Знаменитый Павлюк | страница 3
Вскоре он привел откуда-то старичка плотника, и тот за недорогую плату настелил полы, прорубил два больших окна и навесил новую, тяжелую дверь с секретным запором, который изобрел Павлюк.
Года три жестянщик потратил на всякое обзаведение, вкладывал почти весь заработок в инструмент. Покупал по сходной цене тиски, молотки, зубила, дрели и другие разные вещи, до крайности необходимые мастеровому человеку. Приценивался, рядился, голодал, кряхтел, таская листы железные, и проволоку, и чугунные чушки в нору свою темную. Украшал эту нору, белил и красил огненной краской — охрой.
Устраивался на годы.
И вот теперь, когда устроился он по-настоящему, когда одной белой жести, очень ценной, наготовлено листов, наверно, двести да проволоки всяческой пудов, может быть, двадцать, ему надо было умирать непременно. Непременно надо было умирать.
Все думали, что умрет он через месяц, ну в крайнем случае через два. Уж больно высох он, выгорел. Передвигался осторожно, тяжело дыша. Не проживет он больше двух месяцев ни за что.
А хозяин требовал деньги вперед за три месяца и говорил огорченно:
— Я же не неволю тебя. Как хочешь. Не нравится? Можешь съехать. Хотя мне будет жалко. Мужик ты добродушный, не злой. Я таких, откровенно сказать, люблю.
Во дворе росла трава. По двору ходили куры. И хозяин, разговаривая, отгонял их ногой, будто не желая, чтобы они слушали его разговор с жестянщиком. Но вдруг большой красноголовый петух, взъерошив перья, кинулся к хозяину.
— Ах, какой герой!

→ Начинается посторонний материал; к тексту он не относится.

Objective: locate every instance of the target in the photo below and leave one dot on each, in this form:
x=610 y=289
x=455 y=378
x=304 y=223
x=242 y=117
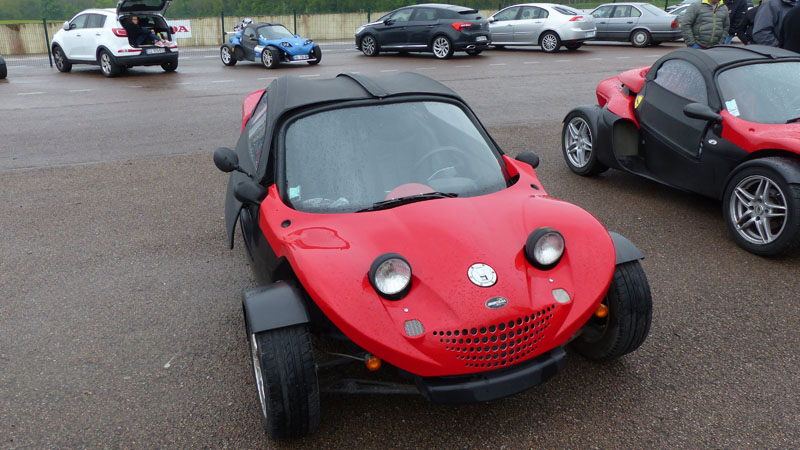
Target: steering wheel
x=459 y=158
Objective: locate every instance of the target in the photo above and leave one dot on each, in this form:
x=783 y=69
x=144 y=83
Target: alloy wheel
x=441 y=47
x=758 y=210
x=578 y=142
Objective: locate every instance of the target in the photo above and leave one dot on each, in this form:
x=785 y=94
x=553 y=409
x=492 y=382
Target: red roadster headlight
x=544 y=248
x=390 y=275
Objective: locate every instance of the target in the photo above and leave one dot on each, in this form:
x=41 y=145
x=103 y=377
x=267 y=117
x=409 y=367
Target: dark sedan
x=437 y=28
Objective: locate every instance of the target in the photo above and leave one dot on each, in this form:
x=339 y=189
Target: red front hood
x=332 y=253
x=760 y=136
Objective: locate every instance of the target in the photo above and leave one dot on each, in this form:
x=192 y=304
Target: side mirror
x=249 y=192
x=226 y=160
x=702 y=112
x=529 y=157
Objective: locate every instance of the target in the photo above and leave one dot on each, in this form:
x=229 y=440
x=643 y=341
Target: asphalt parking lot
x=121 y=323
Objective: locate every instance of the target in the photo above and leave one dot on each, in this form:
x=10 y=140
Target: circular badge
x=482 y=275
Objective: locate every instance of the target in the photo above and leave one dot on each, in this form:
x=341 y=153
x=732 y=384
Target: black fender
x=788 y=168
x=626 y=250
x=274 y=306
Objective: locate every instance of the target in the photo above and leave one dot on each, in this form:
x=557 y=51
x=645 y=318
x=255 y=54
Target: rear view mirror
x=529 y=157
x=226 y=160
x=702 y=112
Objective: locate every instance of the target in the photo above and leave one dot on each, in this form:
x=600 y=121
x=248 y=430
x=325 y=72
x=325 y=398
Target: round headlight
x=390 y=275
x=544 y=248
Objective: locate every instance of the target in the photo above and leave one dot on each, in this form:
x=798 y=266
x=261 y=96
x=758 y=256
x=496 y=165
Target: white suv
x=95 y=36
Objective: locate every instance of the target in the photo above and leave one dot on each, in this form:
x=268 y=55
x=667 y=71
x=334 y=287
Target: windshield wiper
x=392 y=202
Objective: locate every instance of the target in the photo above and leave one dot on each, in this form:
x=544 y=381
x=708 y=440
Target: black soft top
x=291 y=94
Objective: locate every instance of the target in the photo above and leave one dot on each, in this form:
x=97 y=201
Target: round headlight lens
x=390 y=275
x=544 y=248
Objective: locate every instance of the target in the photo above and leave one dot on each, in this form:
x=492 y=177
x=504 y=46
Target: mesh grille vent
x=498 y=344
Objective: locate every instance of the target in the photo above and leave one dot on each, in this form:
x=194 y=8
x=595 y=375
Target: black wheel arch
x=277 y=305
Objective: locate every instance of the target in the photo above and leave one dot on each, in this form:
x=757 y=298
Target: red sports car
x=379 y=213
x=722 y=122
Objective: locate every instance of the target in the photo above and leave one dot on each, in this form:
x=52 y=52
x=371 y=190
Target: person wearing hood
x=767 y=27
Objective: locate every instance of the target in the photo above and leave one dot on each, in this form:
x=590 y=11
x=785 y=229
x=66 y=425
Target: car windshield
x=274 y=32
x=350 y=159
x=762 y=93
x=653 y=10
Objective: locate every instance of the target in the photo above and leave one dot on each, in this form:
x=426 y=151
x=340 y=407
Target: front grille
x=498 y=344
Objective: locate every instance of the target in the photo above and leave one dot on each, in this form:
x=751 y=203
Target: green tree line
x=65 y=9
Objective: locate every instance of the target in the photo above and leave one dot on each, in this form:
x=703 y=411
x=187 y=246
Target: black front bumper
x=492 y=385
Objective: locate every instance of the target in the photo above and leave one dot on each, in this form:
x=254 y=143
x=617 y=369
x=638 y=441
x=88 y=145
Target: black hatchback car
x=438 y=28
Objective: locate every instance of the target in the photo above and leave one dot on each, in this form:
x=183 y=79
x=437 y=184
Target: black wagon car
x=437 y=28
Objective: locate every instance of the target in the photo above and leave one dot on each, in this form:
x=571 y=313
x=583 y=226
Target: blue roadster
x=272 y=43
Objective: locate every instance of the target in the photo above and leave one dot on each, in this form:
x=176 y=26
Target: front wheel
x=170 y=66
x=286 y=381
x=630 y=311
x=270 y=57
x=107 y=64
x=762 y=211
x=369 y=46
x=577 y=145
x=640 y=38
x=316 y=53
x=62 y=64
x=227 y=56
x=550 y=42
x=442 y=47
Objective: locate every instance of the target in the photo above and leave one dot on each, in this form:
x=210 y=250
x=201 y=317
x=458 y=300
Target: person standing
x=737 y=9
x=767 y=27
x=790 y=30
x=706 y=23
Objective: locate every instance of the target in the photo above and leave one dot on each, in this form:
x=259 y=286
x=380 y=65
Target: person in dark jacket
x=790 y=30
x=140 y=35
x=767 y=27
x=737 y=8
x=746 y=35
x=705 y=23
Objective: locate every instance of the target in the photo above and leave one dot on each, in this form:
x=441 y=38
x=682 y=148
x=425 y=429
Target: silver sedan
x=640 y=23
x=546 y=24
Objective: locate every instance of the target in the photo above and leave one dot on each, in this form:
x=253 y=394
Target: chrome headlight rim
x=534 y=247
x=374 y=273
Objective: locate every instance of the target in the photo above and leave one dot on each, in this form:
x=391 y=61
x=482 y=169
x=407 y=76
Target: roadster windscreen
x=274 y=32
x=762 y=93
x=349 y=159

Ах, какой военный! — ударил его туфлей хозяин. — А что, ежели я завтрашний день скушаю тебя, дурака, за твою смелость, а? Что ты мне скажешь тогда?
Павлюк стоял, переминаясь с ноги на ногу, и долго молчал. Я смотрел на него из окна. И мне слышно было, как он сказал наконец:
— Ну ладно, отдам. Воля ваша.
— Вот и спасибо тебе, пожалел ты меня, старика! — опять слезливо и обрадованно сказал хозяин и быстро пошел к себе в квартиру, странно семеня короткими ножками и почему-то пугливо оглядываясь по сторонам, будто кто-то собирался и его ударить, как он ударил петуха.
А когда исчез он из виду, перед жестянщиком появился, точно вырос из земли, извозчик Хохлов.
— Это что ж такое? — спросил он Павлюка. — Опять с тебя деньги взыскивает? — И мотнул головой, обросшей курчавой овчиной, в сторону квартиры хозяина. — Вот совесть какая у людей. Отдай ему, значит, деньги за три месяца вперед, а человеку, может, через неделю помирать придется. Как тут рассуждать?